/ 19 October 2005

Guardian journalist believed kidnapped in Iraq

A journalist working for the British newspaper The Guardian is missing, believed kidnapped, in Iraq, the daily said on Wednesday.

Rory Carroll, a 33-year-old Irishman, was on assignment in Baghdad when he disappeared, according to a statement from the newspaper, which said he could have been kidnapped.

As The Guardian‘s South Africa correspondent since 2002, Carroll was based at the Mail & Guardian newspaper offices in Johannesburg, South Africa, until last year.

“It is believed Mr Carroll may have been taken by a group of armed men,” the newspaper said on its website.

The Guardian is urgently seeking information about Mr Carroll’s whereabouts and condition,” the statement read.

In his article in Wednesday’s edition of The Guardian, “Dictator on trial for life as Iraqi court faces ultimate test”, Carroll wrote about the trial of ousted Iraqi leader Saddam Hussein, charged with crimes against humanity.

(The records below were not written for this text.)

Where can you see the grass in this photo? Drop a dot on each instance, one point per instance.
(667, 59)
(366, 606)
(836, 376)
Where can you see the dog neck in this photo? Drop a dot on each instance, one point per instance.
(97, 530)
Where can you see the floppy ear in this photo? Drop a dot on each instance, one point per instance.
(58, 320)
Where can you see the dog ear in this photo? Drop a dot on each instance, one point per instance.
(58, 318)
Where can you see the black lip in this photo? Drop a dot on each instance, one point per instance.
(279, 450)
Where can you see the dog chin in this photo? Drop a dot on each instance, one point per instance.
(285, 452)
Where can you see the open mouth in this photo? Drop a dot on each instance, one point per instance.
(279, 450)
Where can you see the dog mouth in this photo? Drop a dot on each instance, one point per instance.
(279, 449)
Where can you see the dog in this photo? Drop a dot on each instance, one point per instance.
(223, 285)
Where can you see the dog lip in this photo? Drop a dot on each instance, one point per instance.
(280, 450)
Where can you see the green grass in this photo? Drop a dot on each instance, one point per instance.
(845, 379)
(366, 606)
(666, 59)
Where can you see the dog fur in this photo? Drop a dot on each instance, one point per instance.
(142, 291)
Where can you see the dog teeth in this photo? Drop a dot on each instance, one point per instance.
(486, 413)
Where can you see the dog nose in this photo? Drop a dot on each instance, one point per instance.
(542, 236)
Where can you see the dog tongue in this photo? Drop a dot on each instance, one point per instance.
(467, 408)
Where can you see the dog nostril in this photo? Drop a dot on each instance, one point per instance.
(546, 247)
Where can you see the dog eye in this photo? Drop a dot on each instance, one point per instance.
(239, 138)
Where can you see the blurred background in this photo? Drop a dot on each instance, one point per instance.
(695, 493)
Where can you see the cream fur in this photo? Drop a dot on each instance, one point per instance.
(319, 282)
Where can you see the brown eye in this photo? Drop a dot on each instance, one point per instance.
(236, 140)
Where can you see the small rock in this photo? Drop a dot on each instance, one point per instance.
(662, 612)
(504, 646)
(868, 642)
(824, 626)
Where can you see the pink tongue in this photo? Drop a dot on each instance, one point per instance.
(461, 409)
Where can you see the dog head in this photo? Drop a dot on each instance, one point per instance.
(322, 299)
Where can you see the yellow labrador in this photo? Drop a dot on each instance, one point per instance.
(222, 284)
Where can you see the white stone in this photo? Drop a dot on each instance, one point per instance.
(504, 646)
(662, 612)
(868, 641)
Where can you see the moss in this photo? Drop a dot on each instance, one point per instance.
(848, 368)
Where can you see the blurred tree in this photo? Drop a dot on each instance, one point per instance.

The journalist is one of the newspaper’s most experienced foreign correspondents and had been in Iraq for nine months.

He graduated from Dublin’s Trinity College and started his career as a reporter for the Irish News in Belfast.

Carroll was named Northern Ireland’s young journalist of the year in 1997.

He started on The Guardian as a domestic news reporter and was posted to Rome in 1999 to become Southern Europe correspondent.

He was then appointed South Africa correspondent in 2002 before heading to Iraq.